Removing a pinion gear from a drive shaft, I tried three different three-jaw pullers. All of them proved to be feckless junk. So next was an internet search for help. I found a forum discussion from a few years ago that included several ideas. As usual, Stan came up with a method that's simple and effective. There's a man with lots of good ideas.
So that's what that tool is for. There is Gold on this forum. the trick is finding it.
As always, thanks Steve.
Brilliant. Does it hurt the bearings any?
The link Steve mentioned
Steve, I see that Youtube video was posted under "aq farn". You also have quite a few videos under "aqfarn". Are they two separate accounts, or is one just a typo?

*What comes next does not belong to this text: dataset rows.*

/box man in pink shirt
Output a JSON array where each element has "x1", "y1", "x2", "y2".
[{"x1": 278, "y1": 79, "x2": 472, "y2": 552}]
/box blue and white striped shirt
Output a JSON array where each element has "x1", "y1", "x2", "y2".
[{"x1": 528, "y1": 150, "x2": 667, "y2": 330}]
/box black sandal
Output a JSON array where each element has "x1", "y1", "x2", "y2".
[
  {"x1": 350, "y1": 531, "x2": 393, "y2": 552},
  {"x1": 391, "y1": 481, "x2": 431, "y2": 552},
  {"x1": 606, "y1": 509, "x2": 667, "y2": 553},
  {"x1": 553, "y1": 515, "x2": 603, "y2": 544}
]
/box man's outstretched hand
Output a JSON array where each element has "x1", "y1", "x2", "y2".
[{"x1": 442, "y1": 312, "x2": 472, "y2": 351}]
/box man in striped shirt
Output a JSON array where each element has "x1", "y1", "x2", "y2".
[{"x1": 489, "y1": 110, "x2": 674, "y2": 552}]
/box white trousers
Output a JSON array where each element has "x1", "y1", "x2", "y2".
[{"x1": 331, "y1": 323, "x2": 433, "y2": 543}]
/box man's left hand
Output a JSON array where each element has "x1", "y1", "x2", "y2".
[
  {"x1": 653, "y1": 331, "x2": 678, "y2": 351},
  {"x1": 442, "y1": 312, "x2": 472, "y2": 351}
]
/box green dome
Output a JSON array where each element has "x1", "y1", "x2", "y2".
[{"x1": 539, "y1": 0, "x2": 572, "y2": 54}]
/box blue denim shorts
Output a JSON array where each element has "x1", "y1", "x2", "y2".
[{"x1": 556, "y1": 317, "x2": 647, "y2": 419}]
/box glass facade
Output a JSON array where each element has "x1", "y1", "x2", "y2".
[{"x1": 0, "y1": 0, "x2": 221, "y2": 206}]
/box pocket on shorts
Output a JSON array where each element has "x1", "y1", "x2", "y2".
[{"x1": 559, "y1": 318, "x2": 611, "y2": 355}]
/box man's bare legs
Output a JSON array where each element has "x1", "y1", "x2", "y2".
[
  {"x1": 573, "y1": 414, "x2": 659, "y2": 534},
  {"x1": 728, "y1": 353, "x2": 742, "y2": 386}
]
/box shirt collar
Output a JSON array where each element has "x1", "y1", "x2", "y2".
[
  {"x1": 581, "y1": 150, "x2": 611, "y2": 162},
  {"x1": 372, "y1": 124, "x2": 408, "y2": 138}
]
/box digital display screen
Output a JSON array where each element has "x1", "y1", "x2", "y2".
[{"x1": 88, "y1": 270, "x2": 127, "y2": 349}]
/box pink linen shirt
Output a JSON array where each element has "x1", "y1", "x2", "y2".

Oh, boy. Awhile back Google, which I gather is the power behind YouTube, started harassing me to use a first name and a last name. They wouldn't give up, blocking everything I tried to do with name-changing pop-ups. In trying to navigate the mess, now I've wound up with three accounts under different names all tied to a gmail address I never use. I'd trash all of them and start over, but I'm afraid I'd wind up with a dozen channels under different names and half a dozen email addresses I never use.
Thanks. What is the third one besides "aqfarn" and "aq farn"?
BTW, I've watched nearly all of your videos and enjoyed them all, thankyou for all the hard work it took to create them.
Yes, Steve - Google really stepped in it with all that nonsense. I ran into the same issues and I'm as computer savvy as just about anyone out there and I found it to be a big pain in the exaust pipe.
STAN - if you read this, curious if you do other carbs besides old timey stuff?
Just came in from the shop for more coffee and ran into this thread.
It works for me.
Questions from the old thread:
It doesn't seem to hurt the bearing but I almost always use Fun Projects pinion set up I really don't care if it does or not.
Harold, the other .01 % -- when my method doesn't work -- I throw it up on my chop saw, chop the pinion off the bearing, drive shaft and sleeve, throw all the pieces on the iron pile and install all new parts.
Question from Danial:
I work on pre-1930 brass carbs only. Today I rebuilt an early Rayfield that is going on a 1905 Fiat. This past week I have been working on a set of four Kingston 4 Ball, all from South Africa but from 3 different owners. They were all a mess - dented & bent, missing a lot of parts, etc. One was so corroded I had to drill out one cap and then chisel out the threaded part of the cap to get it out. Looked like it had laid in the dirt for 50 years or more. I should have taken more photos of them when I started on them. I actually do have more photos but the carbs have the customer's names written on them so I don't want to post the photos.
As there are NO 4 ball parts available, that means making throttle shafts, choke shafts, winding springs for the choke, fabricating a needle and seat system, making floats, straightening bowls, pulling and pushing out dents in the bowls and bodies, making new adjustment rods, machining new knurled adjustment knobs, refurbishing or making the ball caps, re-machining every mating surface, etc. I'm gaining on them, I'm down to drains, leak tests and test runs.
I posted this tip and video on the HCCA Forum, which I hope is OK. We have a "Restoration Tips" forum there. Any more ideas that apply to brass-era cars are welcome!
Thanks for the note Stan. My loss! Looks like you do great work there. Love the pics.